“The Ministry of Management”
- Work is under-focused-on in our lives. Not in terms of time spent, but how it’s often thought of as that “other thing we do.”
- Even in church. There’s not much talk about work. Family, poverty, orphans, etc. All admirable topics, but honestly, what takes up the majority of our time? TV clergy/priests always shown giving a sermon or leading confession, never doing paperwork.
- Ah, but it’s changing. Shows like “Dirty Jobs.” The people on those shows, the people that have crappy jobs, seem to be pretty much content. And then we look at the CEO’s and high-level managers, and they’re miserable!
- Maybe we should be focusing on … fulfillment.
- Nobody’s immune from the “Oh, crap, I gotta go to work tomorrow…” blues.
- “People need to be reminded more than they need to be instructed.” -Samuel Johnson
- Observed an obviously cheerful young employee at an airport fast-food joint. His colleagues obviously despised him.
- BUT… Like everyone else, he deserves to love his job. So what does he need from management to help him continue on as he is?
- We all need just a few simple things, or rather, need the absence of a few simple things:
- We ALL have a need to be known.
- Why don’t we think we’re supposed to invest in the people we work with? (Especially those with whom we’re trusted to manage!)
- Lencioni was wined and dined while being recruited for a consulting job out of college.

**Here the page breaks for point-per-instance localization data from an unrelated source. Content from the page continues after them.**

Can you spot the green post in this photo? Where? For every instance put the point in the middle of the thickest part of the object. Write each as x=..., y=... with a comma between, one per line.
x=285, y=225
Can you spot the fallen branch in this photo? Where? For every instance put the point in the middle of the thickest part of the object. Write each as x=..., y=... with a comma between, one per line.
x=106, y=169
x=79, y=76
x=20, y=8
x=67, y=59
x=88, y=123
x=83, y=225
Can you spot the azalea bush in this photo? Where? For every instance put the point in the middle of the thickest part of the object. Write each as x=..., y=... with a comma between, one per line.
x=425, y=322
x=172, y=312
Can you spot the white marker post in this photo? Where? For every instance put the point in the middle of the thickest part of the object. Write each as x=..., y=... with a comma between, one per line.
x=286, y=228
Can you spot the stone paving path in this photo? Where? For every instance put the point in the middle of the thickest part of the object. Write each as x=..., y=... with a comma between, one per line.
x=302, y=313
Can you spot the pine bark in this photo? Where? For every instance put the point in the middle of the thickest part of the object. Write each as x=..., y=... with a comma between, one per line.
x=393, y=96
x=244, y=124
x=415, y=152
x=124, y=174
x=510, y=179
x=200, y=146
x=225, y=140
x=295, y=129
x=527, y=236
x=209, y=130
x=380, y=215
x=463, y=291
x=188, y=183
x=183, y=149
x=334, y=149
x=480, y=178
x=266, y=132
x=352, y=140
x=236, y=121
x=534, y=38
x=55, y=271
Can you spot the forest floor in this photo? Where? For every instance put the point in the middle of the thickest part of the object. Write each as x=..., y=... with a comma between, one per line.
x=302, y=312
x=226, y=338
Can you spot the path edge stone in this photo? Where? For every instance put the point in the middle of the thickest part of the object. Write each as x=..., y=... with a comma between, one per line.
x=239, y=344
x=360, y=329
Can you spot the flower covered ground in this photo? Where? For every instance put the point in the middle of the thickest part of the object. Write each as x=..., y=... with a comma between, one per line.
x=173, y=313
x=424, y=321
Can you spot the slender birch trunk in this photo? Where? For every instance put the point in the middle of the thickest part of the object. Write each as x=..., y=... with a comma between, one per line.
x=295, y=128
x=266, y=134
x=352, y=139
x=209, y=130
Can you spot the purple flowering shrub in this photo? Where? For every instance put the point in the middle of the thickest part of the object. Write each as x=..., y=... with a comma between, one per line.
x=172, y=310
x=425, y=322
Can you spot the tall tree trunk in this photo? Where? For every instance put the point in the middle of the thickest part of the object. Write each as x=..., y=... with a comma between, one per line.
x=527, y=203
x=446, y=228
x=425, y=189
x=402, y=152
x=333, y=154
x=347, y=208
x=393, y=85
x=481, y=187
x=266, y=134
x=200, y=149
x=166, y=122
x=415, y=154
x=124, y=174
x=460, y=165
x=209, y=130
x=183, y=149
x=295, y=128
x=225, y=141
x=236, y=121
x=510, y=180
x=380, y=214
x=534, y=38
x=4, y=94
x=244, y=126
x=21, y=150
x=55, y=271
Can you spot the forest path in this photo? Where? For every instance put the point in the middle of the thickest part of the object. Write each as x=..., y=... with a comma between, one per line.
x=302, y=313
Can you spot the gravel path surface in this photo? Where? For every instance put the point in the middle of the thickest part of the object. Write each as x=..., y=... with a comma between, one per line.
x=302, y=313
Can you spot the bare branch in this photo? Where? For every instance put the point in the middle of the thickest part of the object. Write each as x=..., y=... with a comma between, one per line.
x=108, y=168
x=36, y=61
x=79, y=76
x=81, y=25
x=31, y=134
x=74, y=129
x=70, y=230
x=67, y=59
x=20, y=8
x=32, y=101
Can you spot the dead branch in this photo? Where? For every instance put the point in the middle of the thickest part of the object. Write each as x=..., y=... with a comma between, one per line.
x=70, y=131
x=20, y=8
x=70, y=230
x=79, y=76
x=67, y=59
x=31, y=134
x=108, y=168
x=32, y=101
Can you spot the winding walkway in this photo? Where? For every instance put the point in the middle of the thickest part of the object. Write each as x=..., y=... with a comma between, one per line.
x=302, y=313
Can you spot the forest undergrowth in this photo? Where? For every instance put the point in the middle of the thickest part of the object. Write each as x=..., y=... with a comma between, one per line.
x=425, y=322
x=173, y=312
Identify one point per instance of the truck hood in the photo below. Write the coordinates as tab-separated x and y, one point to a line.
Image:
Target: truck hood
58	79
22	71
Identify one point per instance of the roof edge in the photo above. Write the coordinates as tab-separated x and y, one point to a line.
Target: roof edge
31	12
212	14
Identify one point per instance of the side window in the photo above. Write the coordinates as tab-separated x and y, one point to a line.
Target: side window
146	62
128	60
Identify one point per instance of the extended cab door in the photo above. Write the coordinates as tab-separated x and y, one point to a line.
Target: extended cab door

Very same managers actively ignored him from Day 1 on the job.
- Excuses for allowing anonymity: Too busy, forgot what it’s like to be
- there, fear of suddenly coming off as disingenuous, lazy, arrogace
- You have to know that you make a difference in someone else’s life, however large or small that difference might be.
- Pastors have the “making a difference” market cornered, but that doesn’t mean they don’t need reminding that people appreciate the difference they do make.
- A Fundamental Wondering: “How am I doing?”
- We need to be able to know how we measure up, and ideally need to be able to informally measure ourselves
- Do those you manage have the tools to know how they’re doing? They could be miserable if they don’t..
- Example of immeasurement: pooled tips.
Bottom line… Don’t wait to retire so you can go be a missionary, and let that be your grand legacy of influence. Don’t wait to retire to realize the impact you have at the place you’re at right now. The people you manage are more long-term impacted than anyone you’ll short-term serve on a mission trip or other retirement project!